Savannah Graziano was shot by deputies who had a different view of the truck, according to the Sheriff’s Department. The department did not provide the names of deputies involved in the shooting but said they were at a distance and on a higher elevation to where the truck ultimately stopped. Those deputies shot at her because they saw a person get out of the truck and walk toward the nearest deputy, unaware he was calling to her, according to authorities.

The shooting is under investigation by the California Department of Justice. The Sheriff’s Department declined to provide additional comments or details.

At the time of the shooting, San Bernardino County Sheriff Shannon Dicus said it appeared that the girl ran toward deputies during the shooting and said she was wearing “tactical gear.” But in aerial footage, Savannah Graziano is seen cautiously approaching deputies shortly before she is killed.

Authorities did find multiple weapons, ammunition, flash bang and smoke grenades, along with body-armor and tactical helmets at the scene of the incident.

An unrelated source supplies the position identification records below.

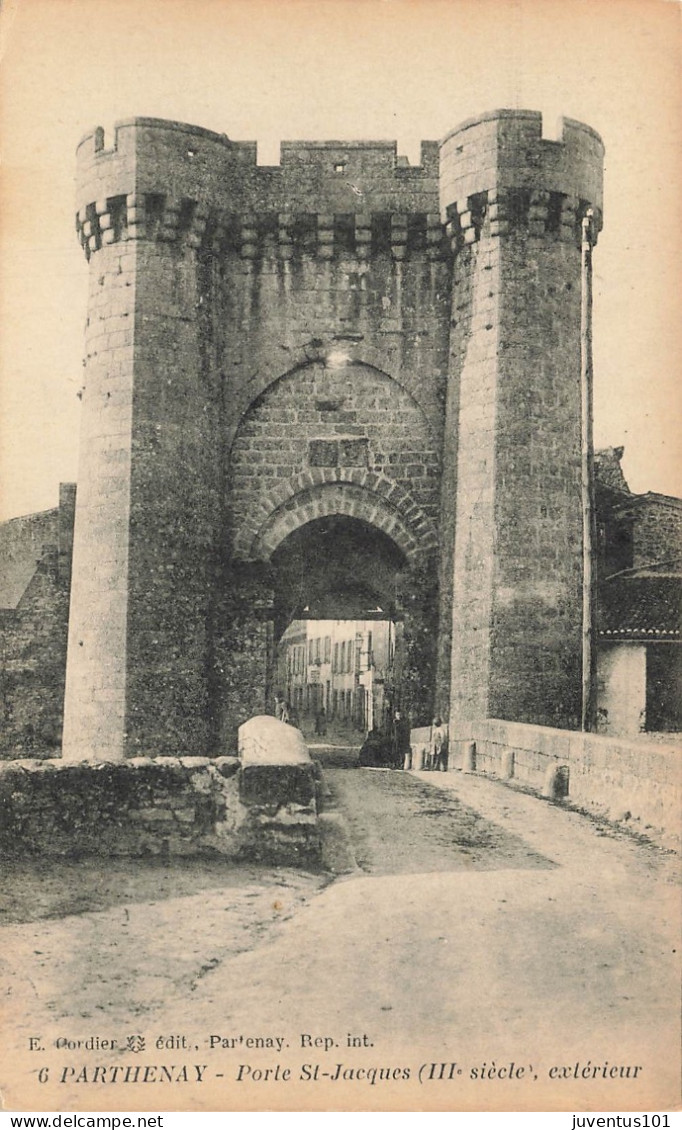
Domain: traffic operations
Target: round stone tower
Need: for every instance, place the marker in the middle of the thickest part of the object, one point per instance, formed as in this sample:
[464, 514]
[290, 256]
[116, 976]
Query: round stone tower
[148, 478]
[513, 202]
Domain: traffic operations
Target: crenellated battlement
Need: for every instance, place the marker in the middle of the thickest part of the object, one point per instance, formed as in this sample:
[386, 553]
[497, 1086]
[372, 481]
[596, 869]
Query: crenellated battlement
[500, 167]
[197, 170]
[280, 235]
[364, 340]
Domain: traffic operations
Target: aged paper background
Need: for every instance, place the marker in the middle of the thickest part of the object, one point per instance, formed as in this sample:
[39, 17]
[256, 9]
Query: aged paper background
[351, 69]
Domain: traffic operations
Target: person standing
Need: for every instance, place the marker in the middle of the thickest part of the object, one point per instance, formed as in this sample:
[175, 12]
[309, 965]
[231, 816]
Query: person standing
[400, 740]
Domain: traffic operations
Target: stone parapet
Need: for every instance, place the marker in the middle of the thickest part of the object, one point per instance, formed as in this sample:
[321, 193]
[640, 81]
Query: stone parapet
[637, 783]
[165, 806]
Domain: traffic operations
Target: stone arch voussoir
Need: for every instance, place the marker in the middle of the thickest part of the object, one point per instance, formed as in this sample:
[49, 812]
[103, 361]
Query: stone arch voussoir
[360, 354]
[351, 492]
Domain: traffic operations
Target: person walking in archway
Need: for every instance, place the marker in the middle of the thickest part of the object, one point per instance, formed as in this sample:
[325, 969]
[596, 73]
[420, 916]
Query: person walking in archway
[400, 740]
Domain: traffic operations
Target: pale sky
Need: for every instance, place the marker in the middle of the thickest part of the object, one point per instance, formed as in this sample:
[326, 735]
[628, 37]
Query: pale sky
[276, 70]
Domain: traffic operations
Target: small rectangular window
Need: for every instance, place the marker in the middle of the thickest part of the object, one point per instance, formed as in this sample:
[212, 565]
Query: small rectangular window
[353, 452]
[323, 453]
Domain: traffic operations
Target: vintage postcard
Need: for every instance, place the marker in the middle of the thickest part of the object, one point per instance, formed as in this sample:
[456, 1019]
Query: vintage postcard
[340, 556]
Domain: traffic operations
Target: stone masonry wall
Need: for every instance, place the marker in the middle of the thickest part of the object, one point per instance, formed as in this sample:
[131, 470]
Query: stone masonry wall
[656, 531]
[171, 806]
[513, 203]
[33, 635]
[637, 782]
[331, 418]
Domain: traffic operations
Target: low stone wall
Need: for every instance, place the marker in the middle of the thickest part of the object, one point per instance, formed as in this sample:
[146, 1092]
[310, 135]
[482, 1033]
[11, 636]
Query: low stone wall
[279, 784]
[639, 782]
[165, 806]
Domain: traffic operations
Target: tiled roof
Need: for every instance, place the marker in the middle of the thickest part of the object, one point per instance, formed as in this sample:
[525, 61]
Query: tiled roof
[640, 608]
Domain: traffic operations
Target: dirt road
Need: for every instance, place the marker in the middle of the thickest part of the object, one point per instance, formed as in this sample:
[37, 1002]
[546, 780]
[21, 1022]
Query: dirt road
[481, 927]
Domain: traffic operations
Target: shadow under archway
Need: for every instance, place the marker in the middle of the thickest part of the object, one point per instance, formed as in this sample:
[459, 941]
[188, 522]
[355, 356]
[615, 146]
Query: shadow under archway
[337, 567]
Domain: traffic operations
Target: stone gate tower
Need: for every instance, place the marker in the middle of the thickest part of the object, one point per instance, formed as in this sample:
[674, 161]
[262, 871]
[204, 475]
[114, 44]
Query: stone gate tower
[338, 357]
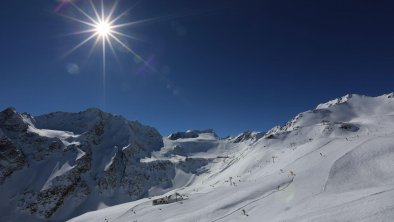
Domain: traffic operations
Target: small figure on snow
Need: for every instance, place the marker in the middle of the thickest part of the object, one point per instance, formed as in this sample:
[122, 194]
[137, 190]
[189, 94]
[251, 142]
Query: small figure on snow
[244, 212]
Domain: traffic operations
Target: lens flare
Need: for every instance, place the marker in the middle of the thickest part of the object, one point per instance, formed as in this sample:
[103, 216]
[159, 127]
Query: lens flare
[103, 27]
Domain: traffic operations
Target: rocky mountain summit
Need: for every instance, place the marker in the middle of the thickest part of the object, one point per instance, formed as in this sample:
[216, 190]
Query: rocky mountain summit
[333, 160]
[54, 166]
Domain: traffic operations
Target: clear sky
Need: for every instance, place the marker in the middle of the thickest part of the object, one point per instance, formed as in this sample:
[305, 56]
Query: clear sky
[230, 65]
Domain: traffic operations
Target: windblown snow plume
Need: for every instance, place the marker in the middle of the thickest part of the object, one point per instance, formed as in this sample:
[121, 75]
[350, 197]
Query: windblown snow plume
[333, 163]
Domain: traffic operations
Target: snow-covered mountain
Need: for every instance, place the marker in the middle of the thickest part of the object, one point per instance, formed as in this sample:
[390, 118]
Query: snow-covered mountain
[61, 165]
[335, 162]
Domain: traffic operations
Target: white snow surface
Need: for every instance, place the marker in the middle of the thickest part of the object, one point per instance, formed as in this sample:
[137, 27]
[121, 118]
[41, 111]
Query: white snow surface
[334, 163]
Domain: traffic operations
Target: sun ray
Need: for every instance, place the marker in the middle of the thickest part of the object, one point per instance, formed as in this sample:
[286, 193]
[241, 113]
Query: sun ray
[83, 12]
[79, 20]
[81, 44]
[104, 28]
[95, 10]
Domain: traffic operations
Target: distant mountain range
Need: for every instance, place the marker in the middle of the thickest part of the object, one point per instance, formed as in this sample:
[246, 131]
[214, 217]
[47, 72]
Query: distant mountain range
[335, 162]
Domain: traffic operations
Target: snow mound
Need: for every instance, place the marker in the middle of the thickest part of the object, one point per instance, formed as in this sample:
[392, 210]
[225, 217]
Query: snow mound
[331, 163]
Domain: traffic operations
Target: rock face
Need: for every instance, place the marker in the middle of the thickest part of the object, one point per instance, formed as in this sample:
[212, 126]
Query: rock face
[190, 134]
[52, 166]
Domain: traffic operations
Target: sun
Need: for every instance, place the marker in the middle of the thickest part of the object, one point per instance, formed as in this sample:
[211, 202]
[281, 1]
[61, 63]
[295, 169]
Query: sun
[103, 29]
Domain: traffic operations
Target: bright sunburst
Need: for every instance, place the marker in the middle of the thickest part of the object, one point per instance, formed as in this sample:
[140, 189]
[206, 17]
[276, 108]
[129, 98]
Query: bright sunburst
[103, 27]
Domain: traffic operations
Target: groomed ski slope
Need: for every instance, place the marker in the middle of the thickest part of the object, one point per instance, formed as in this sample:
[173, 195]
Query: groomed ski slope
[334, 163]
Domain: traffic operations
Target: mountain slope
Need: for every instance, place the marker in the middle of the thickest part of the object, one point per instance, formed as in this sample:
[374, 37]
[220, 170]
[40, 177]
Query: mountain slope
[59, 165]
[331, 163]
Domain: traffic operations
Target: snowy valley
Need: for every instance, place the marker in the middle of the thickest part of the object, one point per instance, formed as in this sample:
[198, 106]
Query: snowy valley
[332, 163]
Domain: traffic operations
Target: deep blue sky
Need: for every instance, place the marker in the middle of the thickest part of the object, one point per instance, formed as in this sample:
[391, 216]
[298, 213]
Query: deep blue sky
[231, 65]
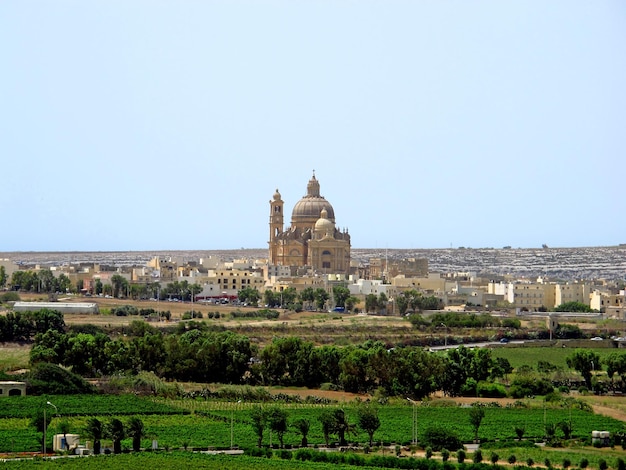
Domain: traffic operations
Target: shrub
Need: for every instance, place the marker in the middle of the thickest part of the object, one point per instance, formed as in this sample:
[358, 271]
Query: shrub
[9, 297]
[525, 386]
[303, 454]
[491, 390]
[51, 379]
[285, 454]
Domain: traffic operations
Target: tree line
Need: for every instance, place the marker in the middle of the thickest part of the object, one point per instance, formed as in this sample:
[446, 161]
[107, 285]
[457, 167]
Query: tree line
[201, 355]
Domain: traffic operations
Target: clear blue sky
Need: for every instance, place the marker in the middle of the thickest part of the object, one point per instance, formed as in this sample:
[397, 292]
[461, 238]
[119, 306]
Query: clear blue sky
[146, 125]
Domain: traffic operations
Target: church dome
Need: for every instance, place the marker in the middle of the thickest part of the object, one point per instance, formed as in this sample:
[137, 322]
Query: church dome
[308, 209]
[323, 225]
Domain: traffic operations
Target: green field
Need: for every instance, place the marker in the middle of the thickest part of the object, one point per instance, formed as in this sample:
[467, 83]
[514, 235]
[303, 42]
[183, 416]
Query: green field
[210, 425]
[334, 461]
[519, 356]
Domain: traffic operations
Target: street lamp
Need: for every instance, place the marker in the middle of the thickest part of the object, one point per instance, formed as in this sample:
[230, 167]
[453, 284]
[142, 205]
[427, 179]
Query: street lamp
[232, 420]
[414, 430]
[45, 424]
[446, 334]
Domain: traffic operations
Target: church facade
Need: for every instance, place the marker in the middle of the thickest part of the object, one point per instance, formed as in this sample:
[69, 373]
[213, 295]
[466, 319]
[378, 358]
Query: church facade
[312, 238]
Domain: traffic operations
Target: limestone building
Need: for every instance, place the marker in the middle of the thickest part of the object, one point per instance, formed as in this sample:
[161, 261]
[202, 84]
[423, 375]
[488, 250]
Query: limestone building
[312, 238]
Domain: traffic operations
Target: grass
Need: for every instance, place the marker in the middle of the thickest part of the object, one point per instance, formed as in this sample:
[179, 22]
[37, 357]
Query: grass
[519, 356]
[14, 357]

Ed Obayashi is an expert who investigates use-of-force incidents for California law enforcement departments but is not involved in the investigation of the Graziano shooting. He told The Times that he believed the deputies who shot Savannah Graziano likely had a different point of view from what’s seen on video.

“What did he perceive? Did he not see her hands? Did he for some reason assume — girl or not — that the subject was shooting at the deputies?” Obayashi said. “We don’t even know if he might have thought this was the suspect.”

Journalist Joey Scott received the video and audio from the Sheriff’s Department 18 months after he filed his first request under the California Public Records Act in September 2022. The footage and his reporting were published in the Guardian.

“I believe in accountability. I believe in transparency. This is one of the efforts in which to do so,” said Scott, who received assistance from the nonprofit First Amendment Coalition in his efforts to obtain the video from the Sheriff’s Department.

“This type of footage can exonerate cops and it can also show what really happened. Even in watching these videos, there are a lot of questions that need to be answered,” Scott said. “But it’s clear from the footage in this case that she did not need to die.”